A portrait photo of a woman, smiling at the camera. She is wearing a red cardigan, a leopard print scarf, and glasses.

My name is Elizabeth, but most people call me Liz. I have LEMS or Lambert Eaton Myasthenia. I was 57 when I was diagnosed, and I am now 76!

Everything that I do is slower and more difficult, and I have to plan what I do. I rely totally on Medication (3/4 DAP) six times a day. I have to accept a lot of help, while I used to be very independent. This does have an impact on people close to me.

My journey began in May 2006. I was teaching a Year 6 class. I was leading a team taking 60 children to the Isle of Wight for a school journey. I remember having a migraine on the journey. Very quickly during that week, I was finding it very difficult to hold my head up. It was also difficult to eat. I was having difficulty walking and getting up from a chair. And to be fair, the latter had been increasingly difficult for quite a while. I just thought that I was unfit as my busy job didn't allow much time for going for walks! I had to hand over most of the work that week to my lovely TA (teaching assistant) and other teachers.

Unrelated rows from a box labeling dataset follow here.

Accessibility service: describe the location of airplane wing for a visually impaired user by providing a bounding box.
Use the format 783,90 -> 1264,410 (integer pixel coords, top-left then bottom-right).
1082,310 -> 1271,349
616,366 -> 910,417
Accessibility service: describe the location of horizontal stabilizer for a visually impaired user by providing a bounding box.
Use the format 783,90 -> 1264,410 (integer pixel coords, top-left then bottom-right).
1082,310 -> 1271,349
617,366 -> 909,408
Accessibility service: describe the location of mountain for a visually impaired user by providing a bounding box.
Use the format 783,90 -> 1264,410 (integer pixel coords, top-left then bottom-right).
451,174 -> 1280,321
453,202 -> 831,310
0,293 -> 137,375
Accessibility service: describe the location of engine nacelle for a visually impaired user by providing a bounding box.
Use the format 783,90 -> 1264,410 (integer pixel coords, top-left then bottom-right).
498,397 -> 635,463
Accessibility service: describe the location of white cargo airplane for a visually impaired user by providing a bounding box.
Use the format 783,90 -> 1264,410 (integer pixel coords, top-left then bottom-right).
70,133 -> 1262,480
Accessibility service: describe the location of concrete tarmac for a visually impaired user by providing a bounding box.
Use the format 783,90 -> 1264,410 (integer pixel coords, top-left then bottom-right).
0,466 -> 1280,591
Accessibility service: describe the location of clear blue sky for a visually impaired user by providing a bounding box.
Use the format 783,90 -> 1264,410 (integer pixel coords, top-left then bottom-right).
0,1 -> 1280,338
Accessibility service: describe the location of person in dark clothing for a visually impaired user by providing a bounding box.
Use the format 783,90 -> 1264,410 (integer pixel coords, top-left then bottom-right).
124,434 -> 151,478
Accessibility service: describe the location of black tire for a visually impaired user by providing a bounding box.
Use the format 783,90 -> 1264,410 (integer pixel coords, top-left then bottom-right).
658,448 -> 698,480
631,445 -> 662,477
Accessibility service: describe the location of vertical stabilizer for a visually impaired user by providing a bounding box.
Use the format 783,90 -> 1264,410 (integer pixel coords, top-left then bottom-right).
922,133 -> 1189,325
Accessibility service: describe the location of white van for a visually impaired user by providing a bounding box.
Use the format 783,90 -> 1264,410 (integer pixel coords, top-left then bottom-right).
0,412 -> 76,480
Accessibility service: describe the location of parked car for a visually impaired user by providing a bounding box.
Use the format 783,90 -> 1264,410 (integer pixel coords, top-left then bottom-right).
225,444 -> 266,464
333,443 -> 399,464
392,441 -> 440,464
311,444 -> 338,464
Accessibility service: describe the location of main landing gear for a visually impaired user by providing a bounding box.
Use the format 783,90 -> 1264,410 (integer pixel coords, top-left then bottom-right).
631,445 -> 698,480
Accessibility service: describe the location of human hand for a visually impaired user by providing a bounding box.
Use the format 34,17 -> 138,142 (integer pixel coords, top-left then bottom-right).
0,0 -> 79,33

When I returned to school, my symptoms were still there, but I managed to get through to the end of the term. Then, I was able to seek medical advice privately and was diagnosed as having an acquired proximal muscle myopathy. I then went for an EMG at King's College Hospital to see a consultant. By then, I could hardly walk from the car park and certainly not without physical support. His diagnosis was myasthenia gravis. My own consultant didn't agree with this but started me on Mestinon. My condition didn’t improve. When I went back to see him, he prescribed steroids, starting with a low dose and eventually to 80 mg every other day. But I still couldn't walk. I had not been able to go back to teaching in that September.

The consultant then said he had something else up his sleeve and prescribed azathioprine. I can't remember the dose at the time. I continued seeing this consultant, who still didn't believe I had myasthenia. I asked for a second opinion as now I had been looking on the internet and decided that my symptoms fit LEMS more than myasthenia gravis. I was sent back to the original consultant for another EMG. I told him what my own diagnosis was, and he gave a nervous laugh. He said that he was one of the top three consultants in the country, and he thought his patient was right. I was very cross and told him that I had had six months off with full pay and was now on half pay, heading to nothing!

He suddenly became nicer and said he would get me into the hospital for a few days to adjust medication. This did not happen as there was no private bed available. So, he said he would start me on the new medication anyway! I took the first DAP in the car going home from the hospital consultation. The result was amazing. The journey was about 45 minutes in total. I went up the stairs using two feet, one after the other, for the first time in months! I continued seeing this consultant until he suggested that my symptoms might be psychosomatic. Then I vowed to myself that I wouldn't see him again. In the meantime, I had received support from myaware and had heard a professor speak at one of their regional meetings. I went to my GP and asked him to refer me to Queen Square for a second opinion. I saw a neurologist and, for the first time, felt listened to. But I then had to wait for another referral from the GP for another 12 weeks. I had to be taken down and off all the meds I was taking before he could start to treat me. It was August 2009 before I received the diagnosis of Lambert Eaton Myasthenia. By then, I had had to take early retirement, and I moved house to be near my family again.

Now … some 19 years later, I manage my symptoms with medication. I take DAP every two hours during the day, 20 mg 6 times a day. If I am late taking a tablet, my walking is badly affected. I walk quite slowly, but if I try hard, walking does get easier - a feature of the difference between MG and LEMS.

Between 2020 and 2021 (during the pandemic) I ended up in our local hospital 3 times as I was blacking out at home. I had a bad time as cardiology thought it might be my heart, so I ended up with every test for my heart and an implant to measure irregularities, which I didn't need. I had had an MRI after my first episode in May 2020, which showed infarcts in my brain, indicating a minor stroke. But in 2021, after my last episode, my daughters were told that I had the beginnings of vascular dementia, and they should take me home to live with them! The neurologists at my local hospital refused to see me and said that my episodes were definitely not epilepsy. My girls had to organise for a GP at Queen Square to see me face-to-face. His area is muscles, hence the myasthenias, but he diagnosed epilepsy and started me on medication. I have not had another epileptic incident since May 2021.

I would tell anyone newly diagnosed to be persistent in trying to access support and medication.

I used to attend regional groups: initially in Bromley while I was living in South London and later in Hertfordshire. These were very helpful as I was able to share experiences and advice. When I was first diagnosed, there was a forum on the MGA site, and I could exchange messages with others both here and abroad. Now the Zoom sessions are very helpful.

I have also found that having access to specialist nurses by email and phone appointments is amazing.

I would like to know that anyone newly diagnosed could have easy access to the support systems as above. And the opportunity to be able to be in contact with others, maybe in a more informal way.

It has not always been an easy journey. I struggle with insomnia and pain at night in addition to IBS and diabetes, as well as epilepsy, but I am grateful for all the medication and support that I have.